The war was lost against a company called Shoe Branding Europe (SBE), which filed a declaration of invalidity against the Community Trademark (CTM) registered by Adidas consisting of a “three parallel equidistant stripes of identical width, applied on the product in any direction” (see below image) for goods in Nice Class No. 25 (which includes mainly clothing, footwear and headwear).
Actually, the controversy between these two companies began back in 2009, when SBE filed a CTM registration for a two-stripes mark for shoes, which ended by Adidas opposing to it and the EUIPO ruling on Adidas’ favor since it considered that there was a risk of confusion due to the similarity between both marks and that the second mark would benefit from the notoriety of Adidas’ marks.
After throwing actions at each other, the General Court (GC) understood that EUIPO did not commit any mistakes, and that it is probable that SBE’s mark would be benefitting from the notoriety of Adidas’ trademark.
Unsatisfied with the results and, especially, annoyed at Adidas’ wit to file for registration of the three-stripes back in 2014, SBE backfired filing a declaration of invalidity against the three-stripes CTM in 2016. EUIPO agreed with SBE and understood that the three-stripes CTM should not have been registered in the first place, since Adidas’ had failed to prove the distinctiveness for the use in the European Community.
This controversy ended last week (19th of June) when the GC confirmed EUIPO’s decision, declaring the invalidity of Adidas’ Three-Stripes CTM. The GC concluded that Adidas’ three-stripes mark is not a pattern but rather an ordinary figurative mark, and that, consequently, any form of use (i.e. the color scheme) that steers away from the essential characteristics of the mark should not be take into account, and, more importantly, it confirms that Adidas failed to prove acquired distinctiveness throughout the European Union.
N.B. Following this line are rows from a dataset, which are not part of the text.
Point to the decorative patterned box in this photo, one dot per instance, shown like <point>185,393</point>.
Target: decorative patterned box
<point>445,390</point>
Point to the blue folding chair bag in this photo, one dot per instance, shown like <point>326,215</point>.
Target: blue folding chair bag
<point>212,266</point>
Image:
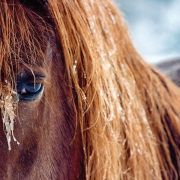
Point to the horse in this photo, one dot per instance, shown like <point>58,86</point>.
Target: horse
<point>77,99</point>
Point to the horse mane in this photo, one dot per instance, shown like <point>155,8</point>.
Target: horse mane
<point>128,111</point>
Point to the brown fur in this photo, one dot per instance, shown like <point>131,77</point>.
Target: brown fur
<point>104,114</point>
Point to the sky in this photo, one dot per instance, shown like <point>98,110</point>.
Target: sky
<point>154,27</point>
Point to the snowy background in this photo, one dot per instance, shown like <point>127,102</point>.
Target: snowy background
<point>154,27</point>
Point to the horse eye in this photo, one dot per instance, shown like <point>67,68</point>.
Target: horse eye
<point>29,90</point>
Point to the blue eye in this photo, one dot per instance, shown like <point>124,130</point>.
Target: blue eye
<point>33,88</point>
<point>29,89</point>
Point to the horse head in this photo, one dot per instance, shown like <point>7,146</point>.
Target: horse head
<point>77,100</point>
To this Adidas has stated the “ruling is limited to this particular execution of the three-stripes mark and does not impact on the broad scope of the protection that Adidas has on its well-known three-stripes mark in various form in Europe”. However, the reality is that this decision is already affecting the company which stocks had fallen considerably since this information became public.
Notwithstanding the foregoing, the relevance of this decision is that it may reverberate into other enforcement proceedings that Adidas’ may have, and all because of an insufficiency in the production of evidence showing the distinctiveness through Europe; must be careful when submitting a trademark.